災害時の救護所対応では、時間的優先が命を左右する。特に、初期に軽症に見える傷病者でも、10分間の経過でバイタルサインが急変する場合がある。その際、循環障害の進行を早期に察知し、循環維持のための静脈路確保を最優先とするのが、病院前救護の基本原則である。

解説

C 氏は最初に軽症(緑タグ)に分類され、意識は清明で生命体徴は安定していた。しかし、10分経過後、血圧が88/48 mmHgに低下し、脈拍98/分、呼吸24/分、SpO2 94%にまで低下し、腹壁緊張が出現した。これらの変化は、腹腔内出血による出血性ショックの典型的な徴候である。この状態では、循環血液量が減少しており、輸液や薬剤投与ができないため、静脈路の確保が命を守るための最初の行動となる。救護所では確定治療ができないため、搬送前に「ABC(気道・呼吸・循環)」のうち「循環」を確保することが最優先される。
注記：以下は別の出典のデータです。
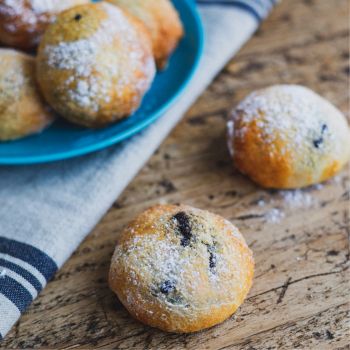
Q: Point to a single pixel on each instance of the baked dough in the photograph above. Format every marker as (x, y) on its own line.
(287, 136)
(163, 22)
(22, 109)
(181, 269)
(22, 22)
(95, 64)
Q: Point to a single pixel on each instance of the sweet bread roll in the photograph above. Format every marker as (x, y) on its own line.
(22, 110)
(163, 22)
(95, 64)
(22, 22)
(181, 269)
(287, 136)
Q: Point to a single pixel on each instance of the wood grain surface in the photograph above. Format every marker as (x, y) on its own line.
(301, 288)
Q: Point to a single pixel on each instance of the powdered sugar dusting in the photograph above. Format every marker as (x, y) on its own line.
(289, 113)
(94, 68)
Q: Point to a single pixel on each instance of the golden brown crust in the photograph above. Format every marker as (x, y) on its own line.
(163, 22)
(22, 22)
(95, 64)
(181, 283)
(286, 136)
(22, 109)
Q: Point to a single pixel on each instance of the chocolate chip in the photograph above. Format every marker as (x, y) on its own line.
(184, 226)
(317, 143)
(212, 257)
(167, 287)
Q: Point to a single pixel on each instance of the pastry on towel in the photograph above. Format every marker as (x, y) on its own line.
(95, 64)
(22, 22)
(181, 269)
(22, 110)
(162, 21)
(287, 136)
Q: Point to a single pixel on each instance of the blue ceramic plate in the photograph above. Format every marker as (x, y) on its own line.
(64, 140)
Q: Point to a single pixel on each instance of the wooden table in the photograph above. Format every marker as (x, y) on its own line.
(301, 290)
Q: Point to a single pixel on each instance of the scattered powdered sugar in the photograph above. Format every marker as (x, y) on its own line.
(290, 199)
(274, 215)
(297, 199)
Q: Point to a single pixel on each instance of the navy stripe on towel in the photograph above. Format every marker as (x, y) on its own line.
(31, 255)
(15, 292)
(22, 272)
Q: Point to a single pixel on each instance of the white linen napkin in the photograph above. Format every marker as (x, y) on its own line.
(47, 210)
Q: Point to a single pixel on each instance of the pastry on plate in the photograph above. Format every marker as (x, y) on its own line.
(95, 64)
(22, 109)
(22, 22)
(181, 269)
(162, 21)
(287, 136)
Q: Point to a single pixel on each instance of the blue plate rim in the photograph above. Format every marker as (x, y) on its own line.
(133, 129)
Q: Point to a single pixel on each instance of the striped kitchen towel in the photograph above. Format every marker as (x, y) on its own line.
(47, 210)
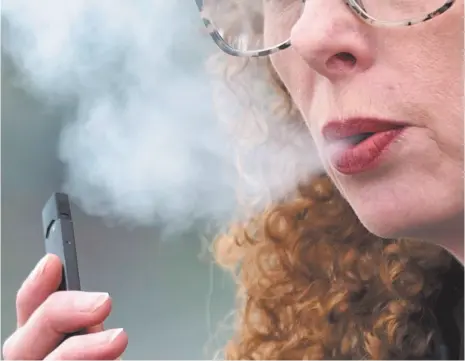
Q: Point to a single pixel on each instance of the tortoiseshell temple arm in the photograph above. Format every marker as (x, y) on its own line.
(352, 4)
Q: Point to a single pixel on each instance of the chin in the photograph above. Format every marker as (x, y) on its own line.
(395, 218)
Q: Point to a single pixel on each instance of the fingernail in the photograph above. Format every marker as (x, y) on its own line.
(39, 268)
(114, 334)
(90, 302)
(106, 337)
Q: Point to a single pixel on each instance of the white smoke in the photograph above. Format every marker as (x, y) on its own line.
(143, 145)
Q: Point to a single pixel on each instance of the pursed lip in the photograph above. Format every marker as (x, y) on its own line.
(340, 129)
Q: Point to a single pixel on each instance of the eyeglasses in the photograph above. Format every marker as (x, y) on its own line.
(254, 28)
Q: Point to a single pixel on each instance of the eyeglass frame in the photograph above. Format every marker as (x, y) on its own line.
(352, 4)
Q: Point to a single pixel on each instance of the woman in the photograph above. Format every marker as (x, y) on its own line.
(325, 274)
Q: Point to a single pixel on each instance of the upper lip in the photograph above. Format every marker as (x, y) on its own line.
(340, 129)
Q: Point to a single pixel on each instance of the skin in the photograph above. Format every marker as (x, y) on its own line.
(407, 74)
(44, 316)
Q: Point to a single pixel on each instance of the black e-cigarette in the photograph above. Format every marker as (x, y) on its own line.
(59, 239)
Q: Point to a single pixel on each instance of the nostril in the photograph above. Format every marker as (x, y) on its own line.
(341, 61)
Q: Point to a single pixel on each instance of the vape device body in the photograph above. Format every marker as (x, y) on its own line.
(59, 239)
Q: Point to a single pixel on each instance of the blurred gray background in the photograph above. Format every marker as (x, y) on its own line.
(167, 295)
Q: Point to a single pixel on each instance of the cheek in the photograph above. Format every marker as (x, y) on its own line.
(296, 76)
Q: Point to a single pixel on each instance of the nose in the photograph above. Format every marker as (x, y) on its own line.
(332, 40)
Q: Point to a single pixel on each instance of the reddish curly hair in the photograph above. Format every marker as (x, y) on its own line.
(313, 283)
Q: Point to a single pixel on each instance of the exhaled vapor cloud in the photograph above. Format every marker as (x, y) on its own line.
(143, 144)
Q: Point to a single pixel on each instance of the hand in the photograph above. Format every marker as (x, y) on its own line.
(45, 316)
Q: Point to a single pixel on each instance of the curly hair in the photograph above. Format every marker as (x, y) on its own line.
(313, 283)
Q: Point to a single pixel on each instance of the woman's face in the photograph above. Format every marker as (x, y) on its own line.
(406, 182)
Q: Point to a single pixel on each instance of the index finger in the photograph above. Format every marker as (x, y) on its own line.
(38, 286)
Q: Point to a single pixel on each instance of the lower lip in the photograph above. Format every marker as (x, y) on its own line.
(366, 155)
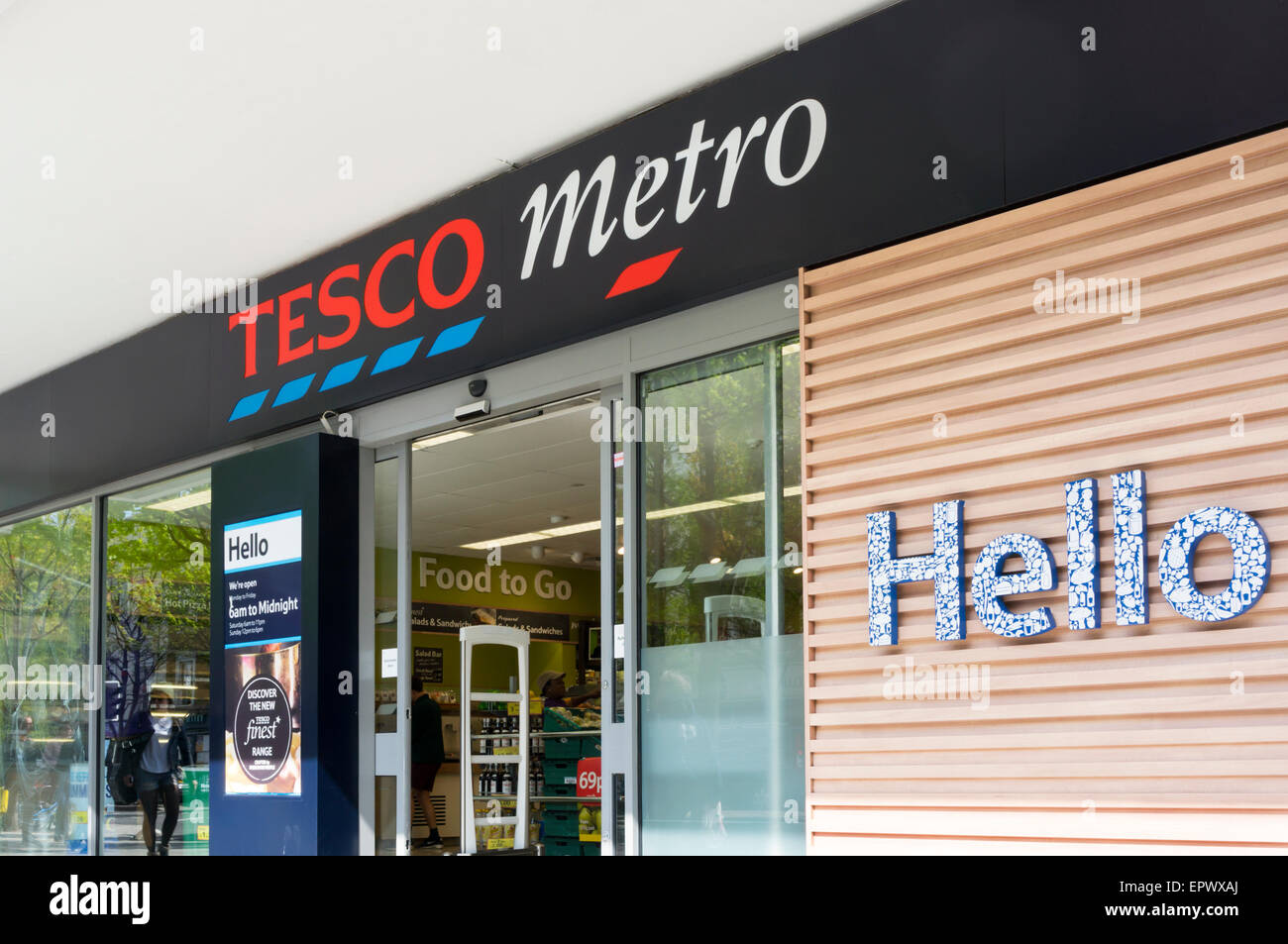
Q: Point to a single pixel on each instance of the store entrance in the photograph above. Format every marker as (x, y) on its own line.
(496, 524)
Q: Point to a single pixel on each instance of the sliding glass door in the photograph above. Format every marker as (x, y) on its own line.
(721, 662)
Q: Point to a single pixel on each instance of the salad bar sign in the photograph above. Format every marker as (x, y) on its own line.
(991, 582)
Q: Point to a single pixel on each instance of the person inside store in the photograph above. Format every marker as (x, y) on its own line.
(426, 755)
(159, 771)
(555, 695)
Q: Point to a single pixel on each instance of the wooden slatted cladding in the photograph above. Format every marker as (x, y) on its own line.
(927, 374)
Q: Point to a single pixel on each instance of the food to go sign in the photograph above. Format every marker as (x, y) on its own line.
(944, 567)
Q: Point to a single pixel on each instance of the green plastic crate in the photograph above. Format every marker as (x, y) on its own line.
(557, 845)
(565, 749)
(559, 772)
(561, 822)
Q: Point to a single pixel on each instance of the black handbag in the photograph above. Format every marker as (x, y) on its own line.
(123, 759)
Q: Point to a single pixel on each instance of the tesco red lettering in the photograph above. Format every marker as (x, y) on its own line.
(349, 303)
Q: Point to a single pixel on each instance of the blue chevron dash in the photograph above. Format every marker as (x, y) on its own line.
(395, 356)
(455, 336)
(248, 404)
(294, 389)
(343, 373)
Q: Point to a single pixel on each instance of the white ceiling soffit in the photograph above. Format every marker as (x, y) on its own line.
(209, 137)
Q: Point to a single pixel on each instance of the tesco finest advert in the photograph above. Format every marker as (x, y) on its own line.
(263, 586)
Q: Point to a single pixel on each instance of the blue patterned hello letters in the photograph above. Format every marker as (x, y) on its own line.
(990, 583)
(943, 567)
(1250, 565)
(1131, 601)
(1081, 500)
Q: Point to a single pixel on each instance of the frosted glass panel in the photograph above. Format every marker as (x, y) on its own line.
(720, 699)
(724, 728)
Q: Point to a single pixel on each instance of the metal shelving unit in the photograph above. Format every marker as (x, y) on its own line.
(518, 640)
B 氏は足首の損傷で、バイタルは安定しており、水分補給は必要に応じて行うが、緊急性は低い。頸部冷却は熱中症の兆候がなく、吐物処理は嘔気対策として重要だが、循環の維持よりも遅れる。

選択肢の確認

1.B 氏の水分補給:軽症で循環安定。優先度は低い。
2.B 氏の頸部の冷却:高温の兆候なし。対応の必要性は低い。
3.C 氏の吐物処理の準備:嘔気はありつつも、循環の危機が優先。
4.C 氏の静脈路確保の準備:経時的変化から出血性ショックの進行が明確。最優先。

覚えるポイント

時間の経過でバイタルが変化したときは、循環の安定を確認する」。救護所では、静脈路確保が「搬送前にできる最初の救命行動」である。